Food consumption patterns among undergraduate students in the University of Uyo, Nigeria

https://doi.org/10.31248/RJFSN2025.210   |   Article Number: 0F2D93851   |   Vol.10 (3) - October 2025

Received Date: 23 August 2025   |   Accepted Date: 19 October 2025  |   Published Date: 30 October 2025

Authors:  Nkereuwem Ndaeyo Ekerette* and Akaninyene Uwemedimo Udo

Keywords: fish, vegetables., fruits, undergraduate students., Food preferences, food groups, seafoods

University students often exhibit poor dietary habits that compromise their physical health, cognitive function and overall well-being. This descriptive cross-sectional study adopted a multi-stage sampling technique to select 436 students, aged 22.0±2.8 years, to participate in a study assessing food consumption patterns among undergraduate students of the University of Uyo, Nigeria. A 53-item food frequency questionnaire (FFQ) was employed to assess dietary intake based on five frequency categories: “never,” “1–3 times monthly,” “≤3 times per week,” “4–6 times per week,” and “daily.” For analytical purposes, “never” and “1–3 times monthly” were grouped as infrequent consumption, while the remaining three categories were grouped as frequent consumption. The average number of times each frequency option occurred under each food group was calculated. The results showed that fish and seafood (115.6±31.7), bread, biscuits and pastries (106.4±24.2), sugars and sugar-sweetened beverages (87.7±19.9), cereals (81.7±4.2), as well as meats and poultry (78.5±21.8) were identified as frequently consumed food groups.
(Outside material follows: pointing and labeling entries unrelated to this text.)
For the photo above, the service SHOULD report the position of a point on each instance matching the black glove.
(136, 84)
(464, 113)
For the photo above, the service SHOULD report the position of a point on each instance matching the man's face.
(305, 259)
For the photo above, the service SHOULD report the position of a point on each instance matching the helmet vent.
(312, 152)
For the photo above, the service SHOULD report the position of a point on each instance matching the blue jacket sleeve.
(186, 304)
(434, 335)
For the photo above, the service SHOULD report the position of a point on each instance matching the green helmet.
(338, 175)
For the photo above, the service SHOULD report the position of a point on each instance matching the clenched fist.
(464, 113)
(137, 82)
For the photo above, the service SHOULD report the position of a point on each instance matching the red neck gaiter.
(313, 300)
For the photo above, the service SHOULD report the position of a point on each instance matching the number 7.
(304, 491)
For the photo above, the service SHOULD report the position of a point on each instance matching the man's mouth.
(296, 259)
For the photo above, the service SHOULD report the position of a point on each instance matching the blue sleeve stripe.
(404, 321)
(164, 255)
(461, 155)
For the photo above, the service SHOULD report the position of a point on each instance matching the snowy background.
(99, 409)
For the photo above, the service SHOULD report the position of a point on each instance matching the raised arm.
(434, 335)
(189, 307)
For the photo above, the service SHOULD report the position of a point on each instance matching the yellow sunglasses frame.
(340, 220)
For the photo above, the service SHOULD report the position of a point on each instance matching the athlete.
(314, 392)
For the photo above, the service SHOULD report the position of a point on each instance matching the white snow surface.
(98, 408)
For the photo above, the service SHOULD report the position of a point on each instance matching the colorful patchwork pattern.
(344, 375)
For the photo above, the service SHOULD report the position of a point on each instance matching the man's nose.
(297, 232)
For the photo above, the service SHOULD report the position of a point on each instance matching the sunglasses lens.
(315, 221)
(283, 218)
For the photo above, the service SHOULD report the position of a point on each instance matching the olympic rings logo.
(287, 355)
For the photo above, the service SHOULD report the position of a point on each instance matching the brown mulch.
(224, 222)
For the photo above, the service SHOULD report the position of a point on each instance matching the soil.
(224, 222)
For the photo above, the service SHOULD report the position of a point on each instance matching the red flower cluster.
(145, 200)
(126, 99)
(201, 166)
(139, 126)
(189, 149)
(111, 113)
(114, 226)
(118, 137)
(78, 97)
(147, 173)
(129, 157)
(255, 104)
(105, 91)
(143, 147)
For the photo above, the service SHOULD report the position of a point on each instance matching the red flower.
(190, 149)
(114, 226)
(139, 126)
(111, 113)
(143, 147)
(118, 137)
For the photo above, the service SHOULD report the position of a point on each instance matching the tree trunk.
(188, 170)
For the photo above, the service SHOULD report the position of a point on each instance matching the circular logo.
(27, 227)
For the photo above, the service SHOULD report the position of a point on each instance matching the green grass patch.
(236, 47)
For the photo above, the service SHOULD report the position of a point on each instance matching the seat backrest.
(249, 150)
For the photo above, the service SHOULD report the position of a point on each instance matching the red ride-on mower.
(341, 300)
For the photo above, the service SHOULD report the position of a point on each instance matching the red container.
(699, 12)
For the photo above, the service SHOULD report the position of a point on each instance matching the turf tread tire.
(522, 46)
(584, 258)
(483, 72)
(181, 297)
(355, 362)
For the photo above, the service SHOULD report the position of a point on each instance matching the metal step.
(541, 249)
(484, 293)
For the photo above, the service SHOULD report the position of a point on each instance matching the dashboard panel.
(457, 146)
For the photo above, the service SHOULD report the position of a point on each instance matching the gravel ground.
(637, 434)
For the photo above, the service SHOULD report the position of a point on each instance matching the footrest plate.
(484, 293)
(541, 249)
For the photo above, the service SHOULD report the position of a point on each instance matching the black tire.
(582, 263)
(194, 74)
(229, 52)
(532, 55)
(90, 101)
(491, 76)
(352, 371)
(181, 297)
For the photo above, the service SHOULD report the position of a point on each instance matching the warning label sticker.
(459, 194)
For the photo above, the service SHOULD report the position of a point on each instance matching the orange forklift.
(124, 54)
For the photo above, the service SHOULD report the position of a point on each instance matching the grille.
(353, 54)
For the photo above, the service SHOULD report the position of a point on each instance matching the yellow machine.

In contrast, fruits (139.6±50.1), other vegetables (136.0±46.8), sweets and spreads (119.8±32.2), roots and tubers (116.8±41.6), legumes, nuts and seeds (108.6±42.8), green leafy vegetables (107.7±27.0) and milk/dairy (104.8±0.3) appeared most common as infrequently consumed food groups. Rice, gari/fufu, fish and crayfish, pastries and biscuits, and bread were the most frequently consumed individual food items on a daily basis. Males reported frequent consumption of foods from a wider range of food groups compared to females (p < 0.05). In conclusion, students’ food preferences were based primarily on protein and carbohydrate foods-especially cereals and refined carbohydrates, but lacked nutrient-dense foods. It was recommended that a nutrition education programme, combined with social media engagements, be used to promote behavioural change towards healthier food choices among students.